Does the procmem add-on not work just fine as is? Is it just the configuration-point which is annoying you?
Another example is Xymondash:
Oh please, no. Read my sig.
If I wanted a json xml javascript monster, I'd select from the myriad of commercial products out there. We've run xymon/bb since the dawn of time. In the last twenty years, several other monster products have been brought in to "improve the look and feel" of our monitoring. All have died an early death, leaving our simple xymon server doing its duty and displaying its results.
I'll stick with "boring that works".
-- Do things because you should, not just because you can.
John Thurston 907-465-8591 John.Thurston at alaska.gov Department of Administration State of Alaska
On 3/26/2019 10:49 AM, SebA wrote:
I think merging some add-ons into the Xymon source code should be considered where those add-ons would be widely used, subject to licensing restrictions.
For example, and I have not yet tested this add-on, but a way to alert on processes using too much memory looks increasingly useful to me (together with graphing of memory for certain processes): http://tools.rebel-it.com.au/xymon-procmem/
Ideally the shell code that add-on uses would be converted to support in the C code so that this could be configured in analysis.cfg rather than hosts.cfg though.
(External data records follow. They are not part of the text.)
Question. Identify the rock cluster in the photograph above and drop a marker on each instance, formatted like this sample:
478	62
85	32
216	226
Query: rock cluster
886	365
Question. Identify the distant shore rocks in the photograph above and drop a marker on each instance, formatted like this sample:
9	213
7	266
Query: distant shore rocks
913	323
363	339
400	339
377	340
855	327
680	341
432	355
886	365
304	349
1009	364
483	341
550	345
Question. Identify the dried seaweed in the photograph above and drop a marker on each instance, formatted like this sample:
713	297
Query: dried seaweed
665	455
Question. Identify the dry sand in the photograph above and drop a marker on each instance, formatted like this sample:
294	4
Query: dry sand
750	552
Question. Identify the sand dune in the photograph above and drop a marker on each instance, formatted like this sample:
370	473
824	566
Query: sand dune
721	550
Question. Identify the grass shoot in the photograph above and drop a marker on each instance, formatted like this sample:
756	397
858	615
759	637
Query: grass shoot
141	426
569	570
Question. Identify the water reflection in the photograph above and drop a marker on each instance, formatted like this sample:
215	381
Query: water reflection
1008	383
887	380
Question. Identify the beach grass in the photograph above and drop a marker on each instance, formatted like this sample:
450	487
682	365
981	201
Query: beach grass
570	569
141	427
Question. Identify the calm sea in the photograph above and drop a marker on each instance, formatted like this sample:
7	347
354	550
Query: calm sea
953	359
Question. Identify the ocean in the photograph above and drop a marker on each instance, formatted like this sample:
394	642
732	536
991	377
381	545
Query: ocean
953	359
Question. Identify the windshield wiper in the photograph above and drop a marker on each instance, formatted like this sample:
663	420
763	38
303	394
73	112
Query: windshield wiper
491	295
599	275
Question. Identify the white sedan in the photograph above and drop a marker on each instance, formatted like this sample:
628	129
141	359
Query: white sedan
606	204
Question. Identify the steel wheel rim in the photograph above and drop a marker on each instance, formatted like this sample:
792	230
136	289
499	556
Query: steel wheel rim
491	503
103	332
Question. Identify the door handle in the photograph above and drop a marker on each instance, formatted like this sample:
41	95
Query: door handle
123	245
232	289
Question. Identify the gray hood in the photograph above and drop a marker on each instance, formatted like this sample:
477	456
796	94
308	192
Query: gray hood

Another example is Xymondash: https://github.com/daduke/Xymondash
I haven't used it yet either, but it sounds good. Having said that, development on that shouldn't be stymied by locking it to Xymon releases
- and it requires Python >= 3.5 (or 3.4). Maybe as a post-installation task Xymon could ask if you wish to install it, check dependencies, ask a few questions, download and install it? It would be good to be able to present a more modern GUI as part of Xymon.